Nine months later, in February 1968, Nancy Carol Parris, 20, was abducted. Her husband had reported her missing when she took their dog for a walk at night and never returned. Her nude body was later found on a riverbank beneath a bridge. She had been strangled and raped.

Nancy Christine Rhinehart, 14, was killed on February 8, 1968. Her body was found buried under a brush pile with one foot sticking out. She had been strangled and raped.

On February 8, 1968, Lee Roy Martin anonymously called Bill Gibbons, then-editor of The Gaffney Ledger. Martin gave Gibbons directions to locate two bodies. He insisted that he was responsible for the murder of Annie Dedmond, not her husband. Gibbons reported the information to police, who then found the bodies of Parris and Rhinehart. Four days later, Martin contacted Gibbons again, warning that there would be more killings.

On February 13, 1968, 15-year-old Opal Dianne Buckson was abducted and thrown in the trunk of a car while walking to a school bus stop with her sister. Her sister was able to give a description of the vehicle to authorities. Police found Buckson's nude body in a wooded area several days later. There were indications of a struggle, and she had been strangled and stabbed to death.

==Investigation, arrest, and trial==
After learning of Opal Buckson's abduction on the morning of February 13, local residents Henry Transou and Lester Skinner were patrolling the area, looking for a car that matched the description given over the radio by local police. Within hours of the abduction, they saw a car backing down a dirt path in a heavily wooded area and a man standing beside it. When they drove by, the man quickly got inside and drove away. They wrote down the vehicle's plate numbers and reported what they'd seen to police. Investigators later found Buckson's body nearby, where Martin's car had been spotted.

Martin was arrested on February 27, 1968. The Sheriff took evidence from Martin and questioned him. Martin directed them to the location of bodies. However, in the process, Martin was not given adequate right to counsel, and so authorities did not seek the death penalty. Martin was convicted of first-degree murder in the deaths of Dedmond, Parris, Rhinehart, and Buckson. He received four life terms.

After Martin's arrest, Roger Dedmond, who was ten months into his prison sentence, was released from Union County Prison Camp on March 1, 1968. All charges against him in the murder of his wife were dropped.
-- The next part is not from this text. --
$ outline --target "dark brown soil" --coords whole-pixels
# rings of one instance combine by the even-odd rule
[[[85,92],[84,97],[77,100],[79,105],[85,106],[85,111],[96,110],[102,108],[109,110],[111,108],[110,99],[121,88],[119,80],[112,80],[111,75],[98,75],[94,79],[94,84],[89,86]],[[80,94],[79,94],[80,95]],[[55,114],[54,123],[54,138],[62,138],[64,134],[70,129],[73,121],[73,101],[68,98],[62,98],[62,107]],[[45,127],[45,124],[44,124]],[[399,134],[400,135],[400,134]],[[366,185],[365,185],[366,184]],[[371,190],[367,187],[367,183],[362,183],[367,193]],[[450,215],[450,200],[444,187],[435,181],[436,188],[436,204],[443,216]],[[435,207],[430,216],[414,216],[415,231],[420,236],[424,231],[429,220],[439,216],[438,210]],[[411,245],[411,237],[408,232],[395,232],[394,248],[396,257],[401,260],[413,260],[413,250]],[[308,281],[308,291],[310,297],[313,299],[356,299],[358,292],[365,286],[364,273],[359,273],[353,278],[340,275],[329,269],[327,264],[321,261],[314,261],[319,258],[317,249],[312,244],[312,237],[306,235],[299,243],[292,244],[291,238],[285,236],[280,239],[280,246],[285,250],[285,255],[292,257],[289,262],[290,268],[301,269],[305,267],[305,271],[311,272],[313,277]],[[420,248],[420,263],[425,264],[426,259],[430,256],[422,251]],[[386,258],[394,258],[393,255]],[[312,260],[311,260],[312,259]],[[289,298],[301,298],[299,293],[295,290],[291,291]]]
While the popular conception of Martin's motive was that he was "after young women," in prison interviews and in discussions with his mother, Martin himself said he had a split personality, including a violent side that took control of him.

==Aftermath==
On May 31, 1972, while incarcerated at Central Correctional Institution in Columbia, Martin was stabbed to death by fellow inmate Kenneth Marshall Rumsey. Rumsey killed himself in prison five years later.